With thousands of surgeries under my belt and a few eye-opening events, I decided just after my 40th birthday to follow my own advice. It was time to see.
Two weeks prior to the procedure, I removed my contacts to allow the cornea to regain its natural shape. I took all the measurements with the same in-office equipment we use to treat patients. Our technicians performed all the necessary testing and measurements under my direct supervision. I asked my friend Jonathan to perform the surgery.

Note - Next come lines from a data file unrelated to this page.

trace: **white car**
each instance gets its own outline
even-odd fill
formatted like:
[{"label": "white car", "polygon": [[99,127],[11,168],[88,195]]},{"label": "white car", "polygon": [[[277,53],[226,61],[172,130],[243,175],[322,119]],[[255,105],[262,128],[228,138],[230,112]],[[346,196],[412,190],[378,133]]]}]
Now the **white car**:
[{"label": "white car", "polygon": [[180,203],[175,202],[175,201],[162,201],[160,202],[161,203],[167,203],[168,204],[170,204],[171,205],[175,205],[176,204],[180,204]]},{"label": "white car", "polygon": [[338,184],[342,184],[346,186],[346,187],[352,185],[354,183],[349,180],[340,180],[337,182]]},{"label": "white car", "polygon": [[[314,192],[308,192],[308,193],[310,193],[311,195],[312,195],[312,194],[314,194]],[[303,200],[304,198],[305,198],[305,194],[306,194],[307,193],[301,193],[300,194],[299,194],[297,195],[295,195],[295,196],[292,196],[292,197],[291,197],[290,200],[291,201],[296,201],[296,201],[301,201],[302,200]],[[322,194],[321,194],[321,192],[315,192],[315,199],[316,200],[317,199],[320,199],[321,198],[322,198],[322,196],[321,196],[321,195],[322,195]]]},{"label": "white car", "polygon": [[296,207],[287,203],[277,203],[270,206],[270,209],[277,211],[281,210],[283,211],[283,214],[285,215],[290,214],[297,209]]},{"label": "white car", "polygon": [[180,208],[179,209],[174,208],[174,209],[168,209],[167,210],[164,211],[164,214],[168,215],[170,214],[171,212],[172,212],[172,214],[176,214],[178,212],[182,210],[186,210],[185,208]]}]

As a doctor, I performed 20 cataract surgeries that morning. As a patient, I arrived at the surgical center and filled out the paperwork for my 6 p.m. procedure, constantly aware of the patients I was scheduled to see the next day.
Jonathan gave me a few words of reassurance, cleansed my eyelashes with iodine solution and took me to the familiar room with the IntraLase™ laser. IntraLase is the ingenious machine that creates the 110-micron LASIK flap without a blade crossing the eye. Jonathan gingerly opened my eyelids and placed a special lens designed to keep the eyes open throughout the procedure. That allows the laser beam to focus at a precise corneal depth while creating a flap.
It took 20 seconds for each flap to be created—no pain, no discomfort, only a light pressure sensation around the eyes. I nearly fell asleep. Everything was blurry when they asked me to get up. That’s the result of microscopic air bubbles that soon disperse. Next, we moved to the room with the WaveLight Allegretto. It utilizes a unique technology that tracks even the most microscopic eye movements without interruption and sends the laser beam to exactly the right place on the corneal surface to correct imperfections.
Once again, the doctor draped my eyelashes and directed me to look at the green flashing light. He lifted the flap and the Eye-Q went on its appointed rounds for 20 seconds—no sensations except light pressure. When I got up, I saw the world with new eyes. As a doctor, I know this stuff. As a patient, I was amazed. I’ve never seen anything like it. The world had become clean and crisp—the way you see it after a summer rain. I noticed streaks of paint on the wall that I’d never noticed before. Not only could I see the minute hand on a clock seven feet away, but I could see the second hand tremble before each move. It felt like I was born again.
It changed my life as a patient and as a doctor. When my post-operative patients began sharing their experiences the very next day, I listened to them full of understanding. From then on, we’ve had the same point of view. And I bless the day and time I chose ophthalmology.